Starring Dakota Fanning, Queen Latifah. Written by Gina Prince-Bythewood from the novel by Sue Monk Kidd. Directed by Gina Prince-Bythewood. (14A) 110 min. Opens Oct 17.
A thoroughly well-intentioned adaptation of Sue Monk Kidd’s novel about a troubled white girl’s experiences in a black household in the American South in 1964, The Secret Life of Bees is another example of why stories that might be perfect for Oprah’s Book Club end up less satisfying as movies. (To be fair, the talk-show host did not give the nod to Kidd’s bestseller but she’s been stumping hard for the film, whose producers include Will and Jada Pinkett Smith.)
Though touching at times, the movie slides too often from the graceful to the soporific as it meanders between a sparsely arranged series of dramatic incidents and awkward bits of symbolism that rang more poetic on the page.
Dakota Fanning plays Lily, a 14-year-old in South Carolina who flees her cruel father (Paul Bettany) and goes looking for traces of the long-dead mother she never knew. In a nearby town, she discovers a series of supplementary maternal figures, most prominently August (Queen Latifah), a wisdom-dispensing honey-maker who lives in a pink house with her sisters June (Alicia Keys) and May (Sophie Okonedo). The recent signing of LBJ’s Civil Rights Act provides a larger backdrop for Lily’s story of healing and forgiveness.

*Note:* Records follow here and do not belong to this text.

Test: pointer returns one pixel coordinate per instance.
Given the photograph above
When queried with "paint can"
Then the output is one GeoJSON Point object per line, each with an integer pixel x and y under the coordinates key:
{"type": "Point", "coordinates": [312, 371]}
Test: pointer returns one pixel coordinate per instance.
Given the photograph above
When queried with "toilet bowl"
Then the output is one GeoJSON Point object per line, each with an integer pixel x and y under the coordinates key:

Gina Prince-Bythewood — who made one of 2000’s better American indie pics with Love & Basketball — aims for tasteful restraint, but given all the jars of sweet stuff on display, it’s no surprise that many scenes get sticky with sentiment. However, the scarcity of movies about the experience of black women in the South gives this particular tale of empowerment some resonance despite its flaws and its literally Lily-white protagonist.